Let me go through some myths about Instagram and then address them one by one.
Myth 1: You don’t need an Instagram
Reality: I mean, you also don’t need to go to the gym or eat healthy either. You will live. But if you want something more out of life, then you probably should go to the gym and not eat crap. A good Instagram is only going to help you.
The thing with social media is that it gives girls more honest signals. If you meet a girl at a bar and get her number, she might not text back because the answer is no, but the answer might be “I don’t know.” Maybe she doesn’t quite remember, or maybe she kind of thought you were cool but especially in a big city like NYC or Miami, she has a lot of options. Instagram gives her more information. You exchange Instagrams, now she can see that you’re doing cool and fun things, you’ve got fun people in your life, and this all gives her more information that you’re someone that she should spend time with.
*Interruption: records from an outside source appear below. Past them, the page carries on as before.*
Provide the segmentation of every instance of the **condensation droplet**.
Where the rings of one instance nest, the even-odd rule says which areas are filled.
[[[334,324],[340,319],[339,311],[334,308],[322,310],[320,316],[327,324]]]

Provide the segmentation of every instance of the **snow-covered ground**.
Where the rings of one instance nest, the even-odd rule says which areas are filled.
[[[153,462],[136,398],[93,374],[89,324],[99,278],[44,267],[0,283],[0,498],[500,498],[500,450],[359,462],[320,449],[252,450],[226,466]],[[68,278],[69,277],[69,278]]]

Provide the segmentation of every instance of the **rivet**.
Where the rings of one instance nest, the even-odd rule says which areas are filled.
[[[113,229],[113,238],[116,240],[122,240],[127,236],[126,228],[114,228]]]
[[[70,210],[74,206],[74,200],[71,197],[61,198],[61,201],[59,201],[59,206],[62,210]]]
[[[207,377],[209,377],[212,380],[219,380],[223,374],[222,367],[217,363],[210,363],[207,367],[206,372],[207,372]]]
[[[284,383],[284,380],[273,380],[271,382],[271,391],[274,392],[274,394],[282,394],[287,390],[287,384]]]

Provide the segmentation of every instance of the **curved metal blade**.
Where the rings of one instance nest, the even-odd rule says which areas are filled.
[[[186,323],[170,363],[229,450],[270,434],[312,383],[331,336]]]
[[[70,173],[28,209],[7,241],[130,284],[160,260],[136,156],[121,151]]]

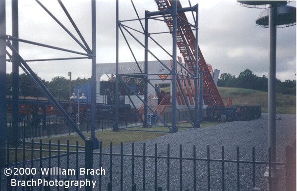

Instagram also lets you get information of your own. You can use Instagram to find cool places in your city. What I suggest is 1) identify some of the best nightclubs in your city, 2) find out who the bottle service girls are and then add them on Instagram, 3) follow their story posts and see what other places they go out to. Then, make a list of those places. You now have an 80% solution on where the hot in-crowd in your city goes. This is information that in decades past was gatekept, and people now just post it out in the open on social media. To be clear, those places may have barriers to entry, but at least you know what those places are.
Myth 2: You need to be posting 10 stories a day (or some other large number)
Reality: This might have been true when IG stories first came out, but now, it’s just going to get ignored as spam. The only way to post that many stories is to just recycle through memes and other slop posts. You should be posting things that are salient and relevant, or things that are just funny. I often find that I get the most engagement when I post 1-2 stories after a period where I don’t post anything. This goes against what all the “how to get girls on IG” guides say, but it’s what worked. There is an old Army saying: if it’s stupid but it works, then it’s not stupid.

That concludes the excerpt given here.